A Survey on Open-Vocabulary Detection and Segmentation: Past, Present, and Future

As the most fundamental scene understanding tasks, object detection and segmentation have made tremendous progress in deep learning era. Due to the expensive manual labeling cost, the annotated categories in existing datasets are often small-scale and pre-defined, i.e., state-of-the-art fully-supervised detectors and segmentors fail to generalize beyond the closed vocabulary. To resolve this limitation, in the last few years, the community has witnessed an increasing attention toward Open-Vocabulary Detection (OVD) and Segmentation (OVS). By ``open-vocabulary'', we mean that the models can classify objects beyond pre-defined categories. In this survey, we provide a comprehensive review on recent developments of OVD and OVS. A taxonomy is first developed to organize different tasks and methodologies. We find that the permission and usage of weak supervision signals can well discriminate different methodologies, including: visual-semantic space mapping, novel visual feature synthesis, region-aware training, pseudo-labeling, knowledge distillation, and transfer learning. The proposed taxonomy is universal across different tasks, covering object detection, semantic/instance/panoptic segmentation, 3D and video understanding. The main design principles, key challenges, development routes, methodology strengths, and weaknesses are thoroughly analyzed. In addition, we benchmark each task along with the vital components of each method in appendix and updated online at https://github.com/seanzhuh/awesome-open-vocabulary-detection-and-segmentation. Finally, several promising directions are provided and discussed to stimulate future research.

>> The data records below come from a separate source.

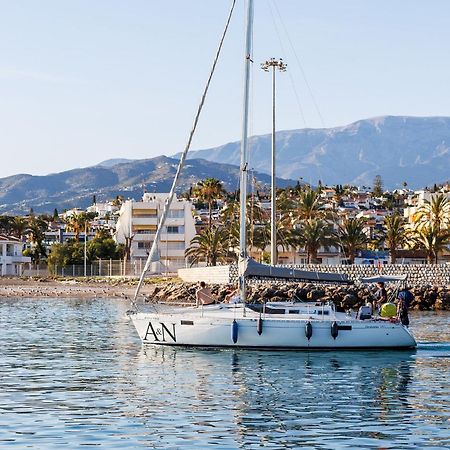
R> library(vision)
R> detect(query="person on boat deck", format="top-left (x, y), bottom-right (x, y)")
top-left (397, 287), bottom-right (414, 327)
top-left (195, 281), bottom-right (216, 306)
top-left (373, 281), bottom-right (388, 313)
top-left (225, 288), bottom-right (241, 303)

翻译：作为最基础的场景理解任务，目标检测与分割在深度学习时代已取得巨大进展。由于人工标注成本高昂，现有数据集中的标注类别通常规模有限且预先定义，即当前最先进的 fully-supervised 检测器与分割器无法泛化至封闭词汇之外。为突破这一限制，近年来学界对开放词汇检测（OVD）与开放词汇分割（OVS）的关注与日俱增。所谓"开放词汇"，是指模型可对预定义类别之外的目标进行分类。本综述全面梳理了 OVD 与 OVS 的最新进展。我们首先构建分类体系以整合不同任务与方法论。研究发现，弱监督信号的许可与使用方式能有效区分不同方法论，包括：视觉语义空间映射、新颖视觉特征合成、区域感知训练、伪标签、知识蒸馏及迁移学习。所提分类体系适用于不同任务场景，涵盖目标检测、语义/实例/全景分割、3D 与视频理解。我们深入分析了主要设计原则、关键挑战、发展路径、方法论优势与局限。此外，附录中对各任务及其核心组件进行了基准评估，并持续通过 https://github.com/seanzhuh/awesome-open-vocabulary-detection-and-segmentation 更新。最后，提出并讨论了若干具有前景的研究方向，以推动未来研究。